As advised by Rishi Agastya, Lord Rama decided to establish Shivalinga in Rameswaram and perform the rituals to wash off Brahmahati Dosha. Therefore, Rama directed Hanuman to bring the Shivalinga from Mt. Kailash. The rituals had to be performed within a specific time period, but Hanuman delayed bringing the Shivalingam. Hence, Mata Sita created a small lingam from the sand available on the beach called Ramalingam. Ram further established the great Shivalinga of black stone near the small lingam brought by Hanuman shortly after the establishment of Ramalingam, which is considered to be the shrine of Jyotirlinga.
According to the inscription available in the temple, it is believed that King Parakramabahu of Sri Lanka enlarged the ancient shrine at Rameshwaram in the 12th century, and additions were made by the Panday’s, the Nayak rulers of Madurai, followed by the kings of Ramanand. Many dynasties came and fell, and each put its own input into the temple during the construction period. However, one thing that did not change during all those constructions was its Dravidian style of architecture.
Architecture and Features
Ramanathaswamy Temple is the finest example of Dravidian architecture. The unique features in the construction of the temple seem to be endless. The temple is spread over 15 acres and has lofty gopurams, massive walls, and a colossal Nandi. The temple compound is located inside high walls and accessed through tall towers known as Gopuras on the sides.
There are two gopurams, one in the East and one in the West.

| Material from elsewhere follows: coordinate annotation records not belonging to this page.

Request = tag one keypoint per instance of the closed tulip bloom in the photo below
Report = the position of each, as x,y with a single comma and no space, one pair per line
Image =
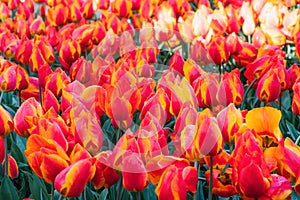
122,8
268,88
231,89
13,169
208,139
6,122
171,185
134,173
296,99
2,149
229,120
217,50
250,172
28,112
105,175
71,181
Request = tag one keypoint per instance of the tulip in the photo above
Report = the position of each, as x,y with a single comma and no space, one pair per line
27,114
2,150
37,26
69,51
6,122
83,35
296,99
268,88
46,50
265,122
13,169
229,120
134,173
105,175
45,157
171,184
280,188
208,137
56,81
37,60
217,50
231,89
177,63
53,13
71,181
122,8
250,172
24,50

The one in the East is 78 feet high with five tiers. The one in the West is 126 feet high, has nine tiers, and is known as raja gopuram.
Another famous feature of Ramanathaswamy Temple is sixty-four wells (teerthams) in and around the temple premises. According to Skanda Purana, twenty-four of them are important. Among them, 22 wells spread throughout the premises. Surprisingly, water from each well tastes different even if they are very near each other and have curative features. So Devotees take a bath in teerthams before they enter the temple, and it is believed that these holy waters can help observe salvation and wash off all the sins and regrets in one’s life.

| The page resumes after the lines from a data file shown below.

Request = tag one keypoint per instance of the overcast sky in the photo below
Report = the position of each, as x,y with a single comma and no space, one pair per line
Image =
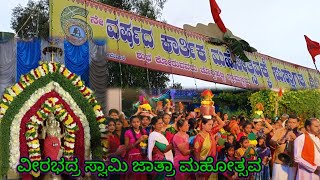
273,27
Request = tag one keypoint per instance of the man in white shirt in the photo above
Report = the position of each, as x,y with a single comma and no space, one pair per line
307,152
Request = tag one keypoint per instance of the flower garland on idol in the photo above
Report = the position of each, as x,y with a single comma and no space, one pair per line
41,115
14,99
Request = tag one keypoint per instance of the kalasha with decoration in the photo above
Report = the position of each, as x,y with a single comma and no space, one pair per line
52,105
207,104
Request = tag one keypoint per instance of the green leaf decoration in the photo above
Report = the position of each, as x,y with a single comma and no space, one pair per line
18,102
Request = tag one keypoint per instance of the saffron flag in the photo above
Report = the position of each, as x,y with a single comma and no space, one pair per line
313,48
215,11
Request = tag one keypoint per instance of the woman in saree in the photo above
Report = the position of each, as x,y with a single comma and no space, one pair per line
132,138
114,144
247,151
158,146
205,144
181,147
174,119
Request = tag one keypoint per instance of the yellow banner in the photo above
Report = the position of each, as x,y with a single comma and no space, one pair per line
139,41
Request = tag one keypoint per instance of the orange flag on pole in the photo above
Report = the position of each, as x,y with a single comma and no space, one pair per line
313,48
215,11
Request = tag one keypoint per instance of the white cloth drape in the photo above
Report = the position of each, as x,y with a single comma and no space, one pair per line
305,169
8,62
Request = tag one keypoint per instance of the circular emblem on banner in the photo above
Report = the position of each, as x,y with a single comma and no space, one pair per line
76,32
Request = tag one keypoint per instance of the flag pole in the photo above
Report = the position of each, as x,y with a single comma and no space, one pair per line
315,65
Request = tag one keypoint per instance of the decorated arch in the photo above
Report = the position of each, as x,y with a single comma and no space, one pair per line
25,106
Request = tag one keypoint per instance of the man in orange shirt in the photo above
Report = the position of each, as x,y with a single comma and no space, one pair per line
307,152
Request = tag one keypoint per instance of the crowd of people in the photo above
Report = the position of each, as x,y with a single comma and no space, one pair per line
287,149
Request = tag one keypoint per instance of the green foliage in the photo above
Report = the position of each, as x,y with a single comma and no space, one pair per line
31,21
267,98
16,105
304,103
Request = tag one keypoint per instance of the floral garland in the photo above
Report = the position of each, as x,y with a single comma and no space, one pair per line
49,106
35,102
45,73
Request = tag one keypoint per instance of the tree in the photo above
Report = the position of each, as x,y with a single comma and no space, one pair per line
126,76
31,21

Rameshwaram temple consists of three types of corridors with a total length of 3850 feet. The first corridor is the oldest compared with the others. Built in the 12th century and renovated over various periods, the second corridor has 108 Shivalinga and a statue of Ganapathi. The third corridor is the show stopper with an enormous 1212 pillars, each measuring 30 feet in height and having a height of close to 23 feet and is naturally said to be the longest corridor in the world.

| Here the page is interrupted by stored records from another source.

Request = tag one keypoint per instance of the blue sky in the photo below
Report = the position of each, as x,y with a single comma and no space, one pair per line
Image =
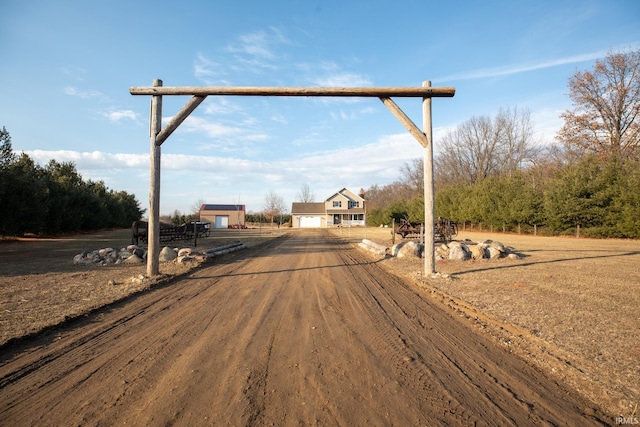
66,68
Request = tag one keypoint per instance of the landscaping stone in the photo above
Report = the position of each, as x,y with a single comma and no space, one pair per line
167,254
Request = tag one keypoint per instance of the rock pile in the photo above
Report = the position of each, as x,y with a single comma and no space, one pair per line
456,251
133,254
466,250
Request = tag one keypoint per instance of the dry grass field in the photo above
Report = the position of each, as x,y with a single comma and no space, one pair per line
570,306
40,286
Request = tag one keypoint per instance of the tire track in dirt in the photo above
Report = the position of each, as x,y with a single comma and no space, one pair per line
303,331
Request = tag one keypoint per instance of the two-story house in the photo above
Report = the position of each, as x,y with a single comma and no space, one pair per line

The outer set of corridors is 6.9 m in height and expenses 400 feet to the west, as many feet to the east, and some 640 feet to the north and south. The corridor of the Rameshwaram temple is known for its attractive nature, and in no other temple in India, such a beautiful feature could be seen. This beautiful structure adds to the devotion in the minds of the devotees. The serenity of that place is a captivating one. The neatness of the temple is also a notable feature.
The Rameswaram Temple is one of the historic temples of India, and the devotees come from abroad to know this temple’s magnificence, sanctity, architecture, and history.